The Windows Internal Database is nothing more than an embedded lite SQL Server instance running under specific credentials and with a few protocols enabled.
Therefore in order to connect, you can use any SQL Server client tool: SQL Server Management Studio, SQLCMD, …
Starting with Windows Server 2012, the named pipe to access is \\.\pipe\MICROSOFT##WID\tsql\query
. For older systems, the pipe is different and is named \\.\pipe\MSSQL$MICROSOFT##SSEE\sql\query
.
From this we can already sense that this is some kind of named instance now called MICROSOFT##WID and MICROSOFT##SSEE in the past.

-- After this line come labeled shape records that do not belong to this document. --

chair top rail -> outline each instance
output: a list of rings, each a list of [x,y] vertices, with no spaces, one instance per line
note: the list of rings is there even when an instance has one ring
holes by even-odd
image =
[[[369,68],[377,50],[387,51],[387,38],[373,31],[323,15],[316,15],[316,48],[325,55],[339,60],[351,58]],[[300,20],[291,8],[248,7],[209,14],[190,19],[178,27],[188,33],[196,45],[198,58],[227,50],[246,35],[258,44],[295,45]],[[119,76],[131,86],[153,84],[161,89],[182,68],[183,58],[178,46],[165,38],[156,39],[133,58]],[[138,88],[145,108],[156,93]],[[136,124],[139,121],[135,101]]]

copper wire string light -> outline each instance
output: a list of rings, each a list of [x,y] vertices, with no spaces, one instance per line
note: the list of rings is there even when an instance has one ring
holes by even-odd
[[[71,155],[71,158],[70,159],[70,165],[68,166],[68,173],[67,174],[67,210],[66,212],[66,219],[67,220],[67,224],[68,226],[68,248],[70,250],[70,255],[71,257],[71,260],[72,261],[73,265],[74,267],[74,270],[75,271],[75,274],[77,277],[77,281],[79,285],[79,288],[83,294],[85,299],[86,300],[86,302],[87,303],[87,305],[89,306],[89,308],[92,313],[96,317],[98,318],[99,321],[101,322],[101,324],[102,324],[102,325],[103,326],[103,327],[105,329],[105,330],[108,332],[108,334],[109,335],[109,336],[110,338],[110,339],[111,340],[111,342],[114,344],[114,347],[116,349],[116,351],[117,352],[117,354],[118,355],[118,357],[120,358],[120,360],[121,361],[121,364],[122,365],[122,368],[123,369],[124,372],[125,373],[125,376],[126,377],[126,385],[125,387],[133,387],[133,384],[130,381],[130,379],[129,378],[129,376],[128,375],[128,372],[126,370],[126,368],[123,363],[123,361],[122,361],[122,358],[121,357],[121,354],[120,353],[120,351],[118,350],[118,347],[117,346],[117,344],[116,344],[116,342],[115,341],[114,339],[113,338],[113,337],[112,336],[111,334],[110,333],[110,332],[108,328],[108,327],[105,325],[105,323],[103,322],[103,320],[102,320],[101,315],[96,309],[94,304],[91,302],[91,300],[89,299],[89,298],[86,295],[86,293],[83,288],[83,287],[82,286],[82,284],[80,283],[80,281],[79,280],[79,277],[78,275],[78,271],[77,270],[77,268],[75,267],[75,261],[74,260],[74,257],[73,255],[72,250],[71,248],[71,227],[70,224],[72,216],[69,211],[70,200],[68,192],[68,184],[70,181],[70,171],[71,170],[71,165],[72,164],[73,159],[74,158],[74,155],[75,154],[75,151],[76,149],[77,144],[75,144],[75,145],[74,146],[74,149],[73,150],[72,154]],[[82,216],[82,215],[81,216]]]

Please note that the tools must be run with elevated privileges, otherwise you’ll get an access denied message.
Once logged in we can see that Windows 2016 Windows Internal database feature hosts a SQL Server 2014 RTM like version.
The SUSDB is a regular user database created by the WSUS feature. If we look into logins, they can be split into 3 groups:
- the built-in logins you’ll find in every SQL Server, the ##XXXX certificate ones, sa, etc.
- a set of logins for the WID feature, which get the sysadmin role. The NT Service\WIDWriter and the NT Service\MSSQL$MICROSOFT##WID will again make you think about a named instance MICROSOFT#WID,
- a group here created by the client application (MACHINE\WSUS administrators)
If we dig into the characteristics of the SUSDB database, we see a regular user database for which some user roles are defined and attached to the specific logins we mentioned earlier.
Needless to say that you can issue backups of the SUSDB as you would for any regular database, although officially Microsoft maintains there is no need to deploy any maintenance solution.
You may want to note that this SQL Server “Edition” behaves like the Express Edition under some circumstances, e.g. contrary to the Standard, Enterprise or Web Edition, it doesn’t eat as much as RAM as it can.